Publication date: 2016-01-01
Volume: 2016-June Pages: 265 - 268
ISSN: 978-1-4799-2350-2
Publisher: IEEE

Proceedings ISBI 2016

Author:

Haeck, Tom
Maes, Frederik ; Suetens, Paul

Keywords:

PSI_MIC, Science & Technology, Technology, Life Sciences & Biomedicine, Engineering, Biomedical, Radiology, Nuclear Medicine & Medical Imaging, Engineering, brain tumor, segmentation, unsupervised, level-set, Expectation Maximization, IMAGES, PSI_4021

Abstract:

© 2016 IEEE. We present a fully-automated MRI brain tumor segmentation method that does not require any manually annotated training data. The method is independent of the scanner or acquisition protocol and is directly applicable to any individual patient image.
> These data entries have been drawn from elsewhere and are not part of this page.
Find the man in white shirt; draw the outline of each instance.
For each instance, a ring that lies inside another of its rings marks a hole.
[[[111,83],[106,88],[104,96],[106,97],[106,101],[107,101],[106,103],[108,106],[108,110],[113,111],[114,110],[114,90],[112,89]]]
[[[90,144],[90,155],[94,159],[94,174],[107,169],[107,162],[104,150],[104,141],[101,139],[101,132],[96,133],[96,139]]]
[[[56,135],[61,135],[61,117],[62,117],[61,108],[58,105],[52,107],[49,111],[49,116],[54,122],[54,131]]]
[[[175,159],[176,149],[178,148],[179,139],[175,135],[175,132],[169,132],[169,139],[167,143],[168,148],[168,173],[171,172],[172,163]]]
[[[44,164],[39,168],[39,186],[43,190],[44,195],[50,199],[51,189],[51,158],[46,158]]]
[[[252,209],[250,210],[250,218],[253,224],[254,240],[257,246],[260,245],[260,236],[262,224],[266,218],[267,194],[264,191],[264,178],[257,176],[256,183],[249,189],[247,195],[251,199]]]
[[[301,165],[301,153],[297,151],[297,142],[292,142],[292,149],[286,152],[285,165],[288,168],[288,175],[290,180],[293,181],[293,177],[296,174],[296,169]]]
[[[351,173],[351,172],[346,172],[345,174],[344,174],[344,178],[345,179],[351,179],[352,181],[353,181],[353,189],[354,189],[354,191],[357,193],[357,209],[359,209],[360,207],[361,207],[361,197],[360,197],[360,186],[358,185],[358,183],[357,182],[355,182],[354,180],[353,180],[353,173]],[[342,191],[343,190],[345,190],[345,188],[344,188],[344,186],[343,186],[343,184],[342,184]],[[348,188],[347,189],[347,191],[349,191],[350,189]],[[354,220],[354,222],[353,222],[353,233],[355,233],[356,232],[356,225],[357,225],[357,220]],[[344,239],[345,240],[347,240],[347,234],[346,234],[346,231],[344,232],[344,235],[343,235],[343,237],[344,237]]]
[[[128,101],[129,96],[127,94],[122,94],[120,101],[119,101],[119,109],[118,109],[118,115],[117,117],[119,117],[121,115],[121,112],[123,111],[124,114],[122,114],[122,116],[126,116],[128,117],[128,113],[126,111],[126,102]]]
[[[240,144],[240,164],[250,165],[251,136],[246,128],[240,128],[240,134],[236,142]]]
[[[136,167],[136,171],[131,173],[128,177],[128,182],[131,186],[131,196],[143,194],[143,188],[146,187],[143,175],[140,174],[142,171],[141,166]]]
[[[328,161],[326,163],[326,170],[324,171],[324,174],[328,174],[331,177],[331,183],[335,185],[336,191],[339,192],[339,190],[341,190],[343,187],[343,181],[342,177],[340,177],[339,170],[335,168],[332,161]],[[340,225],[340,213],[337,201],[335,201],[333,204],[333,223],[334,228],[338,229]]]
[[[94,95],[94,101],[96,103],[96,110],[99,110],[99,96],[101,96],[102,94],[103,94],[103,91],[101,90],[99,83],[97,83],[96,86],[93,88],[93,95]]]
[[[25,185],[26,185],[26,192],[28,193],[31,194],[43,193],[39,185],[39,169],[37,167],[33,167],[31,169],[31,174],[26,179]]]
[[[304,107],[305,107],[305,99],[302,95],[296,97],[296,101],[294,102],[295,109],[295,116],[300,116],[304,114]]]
An Expectation Maximization-approach is used to estimate intensity models for both normal and tumorous tissue. The segmentation is represented by a level-set that is iteratively updated to label voxels as normal or tumorous, based on which intensity model explains the voxels' intensity the best. The method is compared with the method by Menze et al. [1], which is considered to be a benchmark for unsupervised tumor segmentation. The performance of our method for segmenting the tumor volume is summarized by an average Dice score of 0.87 ± 0.06 on the training data set of the MICCAI BraTS Challenge 2012-2013.